There will be failures and bankruptcies, but that is fine, for markets to work risk must exist and consequence be real. In addition it will narrow the scope of what is offered for PPPs disincentivising governments from trying to privatize critical public goods like health, education or the provision of water by using the excuse of “efficiency”. Finally this model is simpler, more transparent and critically does not leave the public holding the bag if it fails.

2.     Redefining partnership for growth

Partnership between the public and private sectors is not just about projects. One of the most important and oft missed aspects of the rise of Asian tigers in the latter half of the 20th century is how closely governments worked with the private sector in a number of areas including:

  • The development of industrial, financial and business sector policies.
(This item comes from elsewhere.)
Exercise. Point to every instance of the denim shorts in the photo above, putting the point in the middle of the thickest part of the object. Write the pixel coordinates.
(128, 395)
This a fostered the development of mutual goals and understanding between the public and private sectors. Creating a stable predictable environment that fostered investment and growth. In short, the private sector understood what the government wanted to achieve and the public sector understood what the private sector needed to get there.
  • Education, the public and private sectors worked together to ensure that the education system produced graduates with the skill sets and knowledge needed. Ensuring that graduates could find jobs and that they kept creating jobs relevant to driving their growth.
  • Trade, governments worked hand in hand with the private identify key markets in which to sell products, and materials which needed to be sourced from oversees and worked to gain access to those markets and drive workable trade negotiations and agreements.
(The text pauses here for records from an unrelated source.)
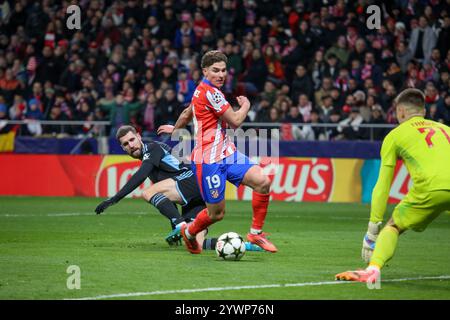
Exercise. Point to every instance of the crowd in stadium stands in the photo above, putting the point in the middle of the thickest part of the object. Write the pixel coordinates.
(300, 61)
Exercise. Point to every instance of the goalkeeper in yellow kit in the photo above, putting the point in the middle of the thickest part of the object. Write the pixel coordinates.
(424, 146)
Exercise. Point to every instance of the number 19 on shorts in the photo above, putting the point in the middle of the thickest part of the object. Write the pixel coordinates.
(213, 181)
As I have written about previously, the continent desperately needs private-sector growth. To create the jobs, growth and investment that Africa needs. After half a century of trying its clear that Foreign Investment and development aid will never meet our needs. It must come from within, and for that the private sector needs to grow. Fostering that growth requires the public and private sectors to work together, to partner with each other. Thus the focus of private public partnerships should not be on projects or filling the infrastructure gap, but rather on filling the growth gap.

Public Private Partnership for Africa

Africa needs PPPs. The continent needs to get more private (hopefully indigenous) capital to invest in key projects that will connect and power the continents development. Just as importantly if not more so, Africa needs the public and private sectors to work together to co-create the policies, laws and conditions needed to drive investment, growth and creation of jobs on the continent.

The way we currently do PPPs is wrong. It’s why they are so hard to do, are so controversial, and are so expensive. If we do not rework our model of how to originate and fund PPP projects this will remain the case. And if we do not redefine and revitalise how the public private sectors partner together on an agenda for growth Africa will never achieve the game changing growth it needs and wants.